Mpwapwa
Mpwapwa is a market town, in the Dodoma Region of Tanzania in central Africa. It is the district capital of Mpwapwa District. According to the 2012 Tanzania National Census, the population of Mpwapwa was 21,337.
Overview
It is one of the oldest colonial districts in Tanzania, boasting local German colonial government headquarters, or bomas, in the early 1890s, and British administrative offices after World War I. It has long been an important educational town, with the oldest teachers' training college in Tanzania and a secondary school dating back to the turn of the century that was originally called the central primary school. This was the only school for local residents who would form the work force for the colonial administration. The school was renovated during colonial rule to become a secondary school for boys. The school had the first African secondary school headmaster in the country, Mr Matthew Ramadhani, a Zanzibari, who died in an underground accident in the UK while on a study tour. Mpwapwa had one of the oldest veterinary research institutes in Tanzania, at Kikombo, which was later moved to Temeke in Dar es Salaam in the late 1950s. Mpwapwa was a resting post for the reporter/explorer Henry Morton Stanley, where he is believed to have etched a note on a rock that is still present near the Anglican missionary Cathedral at Ving'hawe. The district is populated by the Gogo ethnic group in the center and north, and the Hehe ethnic group in the south bordering Iringa region.
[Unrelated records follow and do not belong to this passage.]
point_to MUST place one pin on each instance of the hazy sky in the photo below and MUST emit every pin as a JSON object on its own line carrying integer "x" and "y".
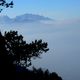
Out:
{"x": 56, "y": 9}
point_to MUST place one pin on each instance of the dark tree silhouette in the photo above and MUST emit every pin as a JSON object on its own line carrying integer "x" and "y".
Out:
{"x": 5, "y": 4}
{"x": 20, "y": 52}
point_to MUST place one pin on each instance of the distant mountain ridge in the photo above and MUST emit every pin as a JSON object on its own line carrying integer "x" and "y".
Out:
{"x": 23, "y": 18}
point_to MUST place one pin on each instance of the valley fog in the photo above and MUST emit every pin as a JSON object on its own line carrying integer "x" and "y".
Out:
{"x": 63, "y": 42}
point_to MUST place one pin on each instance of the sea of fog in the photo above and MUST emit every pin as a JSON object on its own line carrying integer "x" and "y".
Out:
{"x": 63, "y": 42}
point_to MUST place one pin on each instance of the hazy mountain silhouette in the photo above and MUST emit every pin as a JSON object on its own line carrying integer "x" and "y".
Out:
{"x": 23, "y": 18}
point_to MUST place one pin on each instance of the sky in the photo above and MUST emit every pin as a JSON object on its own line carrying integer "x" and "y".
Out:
{"x": 56, "y": 9}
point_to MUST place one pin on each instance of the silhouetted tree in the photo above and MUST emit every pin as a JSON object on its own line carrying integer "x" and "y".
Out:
{"x": 5, "y": 4}
{"x": 18, "y": 50}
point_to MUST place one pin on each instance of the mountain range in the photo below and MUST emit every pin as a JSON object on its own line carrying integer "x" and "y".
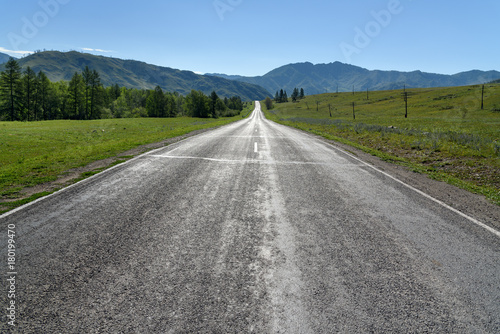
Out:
{"x": 322, "y": 78}
{"x": 313, "y": 78}
{"x": 135, "y": 74}
{"x": 4, "y": 58}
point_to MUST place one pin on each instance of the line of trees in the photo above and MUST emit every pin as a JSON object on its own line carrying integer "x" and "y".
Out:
{"x": 29, "y": 96}
{"x": 281, "y": 96}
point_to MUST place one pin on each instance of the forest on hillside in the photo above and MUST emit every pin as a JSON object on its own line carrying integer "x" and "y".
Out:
{"x": 29, "y": 96}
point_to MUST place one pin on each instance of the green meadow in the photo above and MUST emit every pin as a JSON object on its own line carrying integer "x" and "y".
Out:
{"x": 446, "y": 133}
{"x": 33, "y": 153}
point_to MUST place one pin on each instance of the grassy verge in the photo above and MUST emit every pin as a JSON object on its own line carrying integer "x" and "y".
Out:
{"x": 446, "y": 134}
{"x": 38, "y": 152}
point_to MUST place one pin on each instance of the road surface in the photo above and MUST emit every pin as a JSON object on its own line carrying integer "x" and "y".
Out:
{"x": 252, "y": 227}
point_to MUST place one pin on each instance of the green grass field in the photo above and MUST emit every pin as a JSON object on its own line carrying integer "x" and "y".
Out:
{"x": 33, "y": 153}
{"x": 446, "y": 134}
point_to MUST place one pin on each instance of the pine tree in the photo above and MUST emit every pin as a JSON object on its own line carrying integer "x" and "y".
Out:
{"x": 76, "y": 97}
{"x": 295, "y": 94}
{"x": 11, "y": 88}
{"x": 43, "y": 91}
{"x": 29, "y": 85}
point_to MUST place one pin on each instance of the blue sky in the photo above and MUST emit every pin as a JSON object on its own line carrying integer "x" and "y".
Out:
{"x": 252, "y": 37}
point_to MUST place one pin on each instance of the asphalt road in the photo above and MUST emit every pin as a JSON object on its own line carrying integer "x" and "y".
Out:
{"x": 252, "y": 227}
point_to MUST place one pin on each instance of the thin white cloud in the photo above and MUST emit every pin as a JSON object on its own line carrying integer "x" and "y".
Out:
{"x": 96, "y": 50}
{"x": 14, "y": 53}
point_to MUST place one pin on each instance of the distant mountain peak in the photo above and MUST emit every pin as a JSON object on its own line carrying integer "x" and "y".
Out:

It is located at, with a population of about 40,000 serving an area about the size of Wales.While traditional ways abound with the fabric of society still enriched by a strong embodiment of the predominant Gogo culture, the district is pretty cosmopolitan in its population. Several tribes have made Mpwapwa their home, like the Bena, Nyasa and a few Chaga. The south is populated by the Hehe and the eastern region by the Kaguru.